THE IMMUNE LANDSCAPE OF INTRATHORACIC LYMPH NODES IS ASSOCIATED WITH THE LYMPHOPENIC IMMUNOTYPE IN SARCOIDOSIS (Pulmonary / Critical Care)
Christian Ascoli, MD, Department of Medicine; Division of Pulmonary, Critical Care, Sleep, and Allergy at the University of Illinois at Chicago
The presence of paradoxical peripheral lymphopenia defines a unique but poorly understood sarcoidosis immunotype associated with greater inflammatory activity and more severe organ involvement. Conventionally, lymphopenia is thought to result from increased numbers and heightened antiproliferative effects of CD4+ T regulatory cells on effector T-cells. However, it is recognized that the differentiation of naïve T-cells into different effector T-cell subsets depends on interactions with professional antigen-presenting cells (namely dendritic cells [DCs]) within the lymph nodes (LNs). Moreover, we and others have previously implicated aberrant innate-adaptive immune cell crosstalk as a determinant of lymphopenia in sarcoidosis, and recently, HLA-DRB1 alleles have been associated with lymphopenia. Thus, we hypothesize that interactions between DCs and lymphocytes within intrathoracic LNs determine distinct transcriptional programming that governs lymphocyte function and fate in sarcoidosis.
THE EFFECT OF NICOTINE DELIVERY SYSTEM ON EXTRACELLULAR MATRIX BLOOD PROTEASE LEVELS: A RANDOMIZED CROSSOVER DESIGN (Pulmonary / Critical Care)

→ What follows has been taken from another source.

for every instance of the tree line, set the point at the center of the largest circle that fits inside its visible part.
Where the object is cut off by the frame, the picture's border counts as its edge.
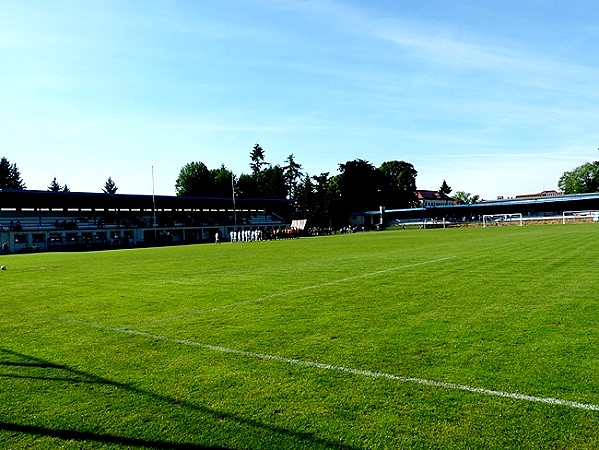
(324, 199)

Ava Wilson, PhD, MSPH, Kansas University Medical Center
Recently, E-cigarettes and heated tobacco products (HTPs) have been marketed as combustible cigarette alternatives due to their perceived potential for reduced tobacco-related toxicant exposure and negative health effects. However, little is known about the long-term comparative effects of e-cigarettes and HTPs versus traditional cigarettes on aberrant extracellular matrix (ECM) protein degradation. In the lung, changes in proteolysis can alter inflammation, cell signaling, and mucus clearance, among other processes, as part of normal lung homeostasis. Combustible cigarette use is associated with prolonged increases in protease levels linked to increased disease pathogenesis and degradation of the lung’s connective tissue, leading to emphysema. Although there is an established association between combustible cigarette use and abnormal protease production, gaps remain in our knowledge of how alternative product use affects protease production.
DISPARITIES IN TIMING AND DEMOGRAPHICS OF WITHDRAWAL OF LIFE-SUSTAINING THERAPY FOLLOWING IN-HOSPITAL AND OUT-OF-HOSPITAL CARDIAC ARRESTS (Pulmonary / Critical Care)

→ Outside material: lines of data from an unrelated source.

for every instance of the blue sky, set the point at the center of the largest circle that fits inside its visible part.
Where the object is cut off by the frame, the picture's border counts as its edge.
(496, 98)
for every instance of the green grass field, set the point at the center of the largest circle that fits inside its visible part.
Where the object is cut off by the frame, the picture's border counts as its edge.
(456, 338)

Shelbi Erp, MD, University of Illinois Chicago
Post-cardiac arrest patients often undergo withdrawal of life-sustaining therapy (WLST) due to poor perceived neurologic prognosis. Despite guidelines recommending neuroprognostication and WLST decisions at least 72 hours post-arrest, early WLST remains common, potentially leading to excessive deaths. Disparities in WLST rates and timing across demographic groups may contribute to inequities in post-cardiac arrest outcomes. These disparities and their driving factors are poorly understood, particularly between in-hospital (IHCA) and out-of-hospital cardiac arrest (OHCA) populations.